Dass es sich nicht nur um ein allmähliches Gewöhnen an die Lernlücken handelt, sondern mit der Unterstützung durch "Aufholen nach Corona" und ähnlich gelagerte Länderinitiativen angeht, zeigen die Rückmeldungen der Eltern. 63 Prozent geben an, von Aufholangeboten an den Schulen ihrer Kinder zu wissen, nur 16 Prozent sind sich sicher, dass es keine gegeben habe. Und zwei Drittel der Eltern berichten, dass ihr Kind vorhandene Angebote genutzt haben – wobei das laut den Kindern und Jugendlichen vor allem Zusatzaufgaben zum Selbstlernen zu Hause waren, Extra-Aufgaben während des Unterrichts, aber auch spezielle Vorbereitungsangebote für Arbeiten und Prüfungen, Förderunterricht und Arbeitsgemeinschaften.

Vielleicht am wichtigsten: 22 Prozent der Schüler und sogar 31 Prozent der Erwachsenen sagen, die Maßnahmen hätten "sehr" geholfen. 64 bzw. 59 Prozent sagen: "etwas". Enorm hohe Werte, wie sich die Kultusminister genau notieren werden, wenn das nächste Mal Vorwürfe kommen, sie hätten das "Aufholen nach Corona"-Geld nicht sinnvoll eingesetzt.

Klar ist allerdings auch: Die guten Umfragezahlen ersetzten keine Vorher-Nachher-Tests, die Bildungsforscher sich gewünscht, aber nicht bekommen hatten, um die Auswirkungen auf die Kompetenzen der Schüler durch das Hilfspaket objektiv messen zu können. Auch bleibt offen, welche zusätzlichen Effekte ein Programm gehabt hätte, das die Gelder nicht weitgehend per Gießkanne auf die Bundesländer und Schulen verteilt, sondern sich stärker auf sozial benachteiligte Kinder konzentriert hätte. Weshalb, vor allem auf Druck der Wissenschaftler, für das geplante "Startchancen"-Programm zwischen Bund und Ländern ein Abweichen vom üblichen Königsteiner Schlüssel diskutiert wird.

Alles zurück auf Anfang?

Neben vielen ermutigenden Ergebnissen hält die Telekom-Umfrage übrigens auch Ernüchterungen bereit. So berichtete ein Drittel der Schüler, dass digitale Medien in ihrem Unterricht genauso selten eingesetzt würden wie vor Corona. 44 Prozent antworteten, dass es nur noch "einige digitale Angebote" an ihren Schulen gebe. Weil das Verlangen nach Normalität so groß war, ist die didaktische Erneuerung trotz besserer technischer Ausstattung vielerorts ausgeblieben?

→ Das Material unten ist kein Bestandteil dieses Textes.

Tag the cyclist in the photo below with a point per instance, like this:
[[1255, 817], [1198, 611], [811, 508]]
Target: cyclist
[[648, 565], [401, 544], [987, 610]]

"Alles auf Anfang?!", fragte, sicher übertrieben, die Telekom-Stiftung. Zumindest aber schiene dies den Wünschen eines Teils der Schüler zu entsprechen: 50 Prozent votierten in der Umfrage für Unterricht ausschließlich in der Schule (von den Eltern sogar 69 Prozent), 55 Prozent wollten den Schulstoff weitgehend von den Lehrkräften vermittelt bekommen, 59 Prozent bevorzugten einen vorgeschriebenen Stundenplan statt einer eigenständigeren Zeiteinteilung. Zur Wahrheit gehört allerdings auch, dass ein Jahr vorher, unter dem direkteren Eindruck der Corona-Schulschließungen, die Zustimmung zum traditionellen Unterricht sogar noch deutlich höher ausgefallen war. Die Aufgeschlossenheit für neues nimmt also schon wieder zu.

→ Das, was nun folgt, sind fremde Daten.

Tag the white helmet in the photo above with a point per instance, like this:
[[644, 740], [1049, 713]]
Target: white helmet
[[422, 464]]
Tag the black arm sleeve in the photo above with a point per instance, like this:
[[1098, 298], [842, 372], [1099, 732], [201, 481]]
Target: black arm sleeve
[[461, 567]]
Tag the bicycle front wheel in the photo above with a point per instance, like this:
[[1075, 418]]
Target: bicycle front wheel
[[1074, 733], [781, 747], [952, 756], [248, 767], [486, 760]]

Weshalb das "4+1"-Modellprojekt, das Sachsen-Anhalt zu Beginn dieses Schuljahrs gestartet hat, fast schon wieder nach einer guten Idee klingt, weil es genau zu diesem Andersdenken anregt: Zwölf Sekundar- und Gemeinschaftsschulen, die sich freiwillig gemeldet hatten, sollten laut Bildungsministerium "mehr Flexibilität bei der Unterrichtsplanung und -durchführung" erhalten, Ablauf: vier Tage pro Woche Präsenzunterricht, ein Tag digitale oder hybride Unterrichtsformate. "Auch Phasen des selbst organisierten Lernens oder Besuche in Firmen oder Unternehmen, um den Schülerinnen und Schülern vor Ort Praxiswissen zu vermitteln, sind möglich", hieß es zu Schuljahrsbeginn.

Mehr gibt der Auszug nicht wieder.